Unintended Consequences

As with any innovation, using individual nurse performance metrics may undermine potential benefits. Two articles made specific mention of the potential of performance metrics to either exacerbate underlying inefficiencies within the healthcare system or to be misused by those motivated by financial targets without a fundamental understanding of the value of nurses.22,24 These authors noted the proliferation of electronic medical record–generated data and the likelihood of performance metrics becoming ubiquitous in nursing, including those that capture individual-level effects.22,24 The future in application of individual nurse performance metrics requires focus to avoid exploiting these data to serve primarily financial purposes rather than clinical ones.24 One author compared the advent of individual-level nurse performance metrics with “Pandora's box,” but noted that if nursing were central to development and application, the patients would benefit most.22

Limitations

There are several limitations to this scoping review.
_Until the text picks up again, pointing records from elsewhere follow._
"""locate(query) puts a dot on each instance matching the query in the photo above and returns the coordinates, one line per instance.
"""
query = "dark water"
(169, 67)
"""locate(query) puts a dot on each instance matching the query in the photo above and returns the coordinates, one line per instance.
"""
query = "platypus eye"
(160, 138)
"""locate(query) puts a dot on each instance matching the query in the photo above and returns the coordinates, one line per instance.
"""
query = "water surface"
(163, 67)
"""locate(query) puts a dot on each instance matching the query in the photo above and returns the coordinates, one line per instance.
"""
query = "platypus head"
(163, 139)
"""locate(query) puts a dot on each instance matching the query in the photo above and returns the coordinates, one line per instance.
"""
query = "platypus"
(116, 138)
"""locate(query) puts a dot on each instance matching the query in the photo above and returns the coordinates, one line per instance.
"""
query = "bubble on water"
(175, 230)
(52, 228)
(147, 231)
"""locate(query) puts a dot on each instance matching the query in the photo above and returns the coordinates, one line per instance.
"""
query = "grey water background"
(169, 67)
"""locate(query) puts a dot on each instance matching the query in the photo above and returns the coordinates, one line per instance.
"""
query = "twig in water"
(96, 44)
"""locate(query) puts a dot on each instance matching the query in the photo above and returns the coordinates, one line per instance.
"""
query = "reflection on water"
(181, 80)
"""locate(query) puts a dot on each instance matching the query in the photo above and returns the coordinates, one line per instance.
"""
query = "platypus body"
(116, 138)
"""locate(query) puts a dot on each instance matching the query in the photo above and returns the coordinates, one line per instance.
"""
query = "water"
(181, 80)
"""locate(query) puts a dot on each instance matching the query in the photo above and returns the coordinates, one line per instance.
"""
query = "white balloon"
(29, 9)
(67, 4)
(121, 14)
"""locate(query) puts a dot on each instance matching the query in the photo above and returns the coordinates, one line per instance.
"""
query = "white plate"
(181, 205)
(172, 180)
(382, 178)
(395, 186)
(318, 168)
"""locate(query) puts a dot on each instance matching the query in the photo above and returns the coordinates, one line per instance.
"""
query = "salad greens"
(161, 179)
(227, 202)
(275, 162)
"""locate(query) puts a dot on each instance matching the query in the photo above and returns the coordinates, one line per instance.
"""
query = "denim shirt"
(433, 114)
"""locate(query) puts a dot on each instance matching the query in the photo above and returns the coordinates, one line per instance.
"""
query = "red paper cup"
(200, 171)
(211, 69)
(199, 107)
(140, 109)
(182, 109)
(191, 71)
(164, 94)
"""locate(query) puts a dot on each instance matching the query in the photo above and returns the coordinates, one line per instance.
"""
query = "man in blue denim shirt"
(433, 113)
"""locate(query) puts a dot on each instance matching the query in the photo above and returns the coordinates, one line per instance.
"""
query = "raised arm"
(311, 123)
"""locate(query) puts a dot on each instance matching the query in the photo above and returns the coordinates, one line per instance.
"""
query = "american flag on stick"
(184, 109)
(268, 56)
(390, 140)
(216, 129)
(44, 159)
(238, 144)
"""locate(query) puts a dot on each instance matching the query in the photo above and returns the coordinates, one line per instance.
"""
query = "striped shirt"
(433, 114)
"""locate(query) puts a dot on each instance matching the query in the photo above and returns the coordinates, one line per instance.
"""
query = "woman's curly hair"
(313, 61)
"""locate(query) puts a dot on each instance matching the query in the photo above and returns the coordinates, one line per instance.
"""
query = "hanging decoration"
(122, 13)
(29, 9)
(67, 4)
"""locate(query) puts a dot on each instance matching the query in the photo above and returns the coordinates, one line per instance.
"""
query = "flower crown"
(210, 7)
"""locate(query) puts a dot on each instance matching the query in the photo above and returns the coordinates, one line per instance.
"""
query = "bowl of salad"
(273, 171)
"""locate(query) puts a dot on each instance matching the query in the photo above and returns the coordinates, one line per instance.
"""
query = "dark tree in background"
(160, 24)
First, although researchers made efforts to create a comprehensive search strategy, it is possible that the search terms did not capture eligible articles. Given the nascent nature of this body of research, there could be terms that describe this phenomenon that were not identified. The authors of this particular review were interested in whether individual nurse performance metrics were described and not whether they were featured as a part of a research study, and some articles may have been missed because of the lack of description of the metrics in the abstracts.19 In addition, the review was performed during a specific date range, from 2004 to 2022, when it was thought that the development of these metrics would most likely appear in the literature. Because of the limited timeframe, any efforts to derive these metrics prior to then were not included. The team made an additional attempt to capture these efforts by reviewing the reference lists for applicable materials, but it is still possible that valid articles were excluded.

Conclusion

The purpose of this scoping review was to identify and characterize the study and application of individual nurse performance metrics. Twelve relevant articles were included, and 3 themes were identified: 1) this body of research is emerging; 2) there is variability in how metrics are derived and interpreted; and 3) these metrics can be used to improve nurse performance. The findings of this study demonstrate the need for further efforts for nurse researchers to work with nurse leaders and staff nurses to create metrics that capture the impact of individual nurses on patient outcomes.